Monday, 17 September 2012

A bit of a SMILES - Canonical fragments

A well-hidden feature of OB's SMILES writer is support for writing SMILES strings that represent fragments of a molecule. For example, if we read the SMILES string "CC(=O)Cl" but on writing specify the fragment containing the first two atoms, we get just "CC".

In OB 2.3.2 (coming soon), this can be done with the "F" SMILES output option:
obabel -:"CC(=O)Cl" -osmi -xF "1 2"
...but is a bit more awkward with OB 2.3.1:
obabel -:"CC(=O)Cl" -osmi
       --property SMILES_Fragment "[ 1 2 ]"
If you specify atoms that are not connected, you get a dot-disconnected representation:
> obabel -:"CC(=O)Cl" -osmi -xF "1 4"
C.Cl
So far that's pretty much as expected. But now, let's push it a bit. How about fragments that involve an "aromatic" atom?
> obabel -:"c1ccccc1F" -osmi -xF "6 7"
cF
Mmmm....interesting. Clearly this isn't a valid SMILES string. In fact, none of these "fragment SMILES" are proper SMILES strings - well, they may be valid SMILES but those SMILES do not have the same meaning. In short, the SMILES format does not support fragments.

So what's the point of these? Well, let's consider the canonicalised version, e.g.
>obabel -:O=C(Cl)C
        --property SMILES_Fragment "[ 1 2 ]" -ocan
C=O
Now imagine that you want to create a fragment-based fingerprint; all you need to do is generate the corresponding canonical fragment SMILES and hash them. Job done.

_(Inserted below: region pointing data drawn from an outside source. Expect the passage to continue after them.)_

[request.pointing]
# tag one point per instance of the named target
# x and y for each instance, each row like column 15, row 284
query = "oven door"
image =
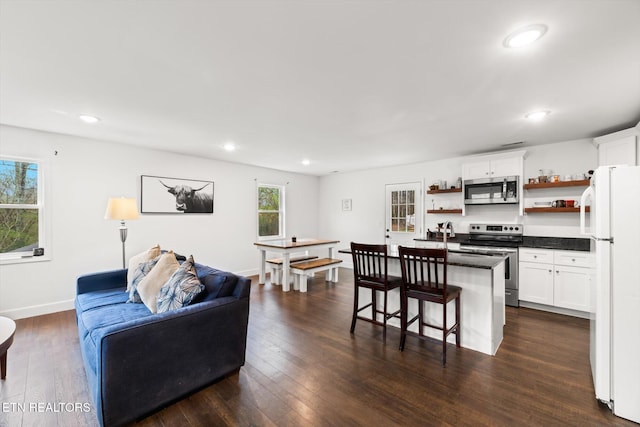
column 510, row 269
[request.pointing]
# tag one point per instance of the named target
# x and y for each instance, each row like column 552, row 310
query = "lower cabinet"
column 556, row 278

Another potential use would be to...oh oh...dinner time...you'll have to use your imagination. Before I go, just to note that credit for this feature, and most of the SMILES writer indeed, goes to Craig James.

5 comments:

timvdm said...

Although the example with the aromatic atom is not a valid SMARTS, this is actually a useful feature. I used this to enumerate the unique subgraphs in the PubChem database.

timvdm said...

SMARTS should be SMILES...

baoilleach said...

Ah! - is that how you did it. For others, here's the link to your post.

Andrew Dalke said...

Tim pointed that out to me, but in my enumeration for the MCS code I needed the ability to select which bonds to include as well. RDKit (now) supports that feature, but OB doesn't.

baoilleach said...

One upped again! :-) I might look into that. If you specify the bonds, are the corresponding atoms also included?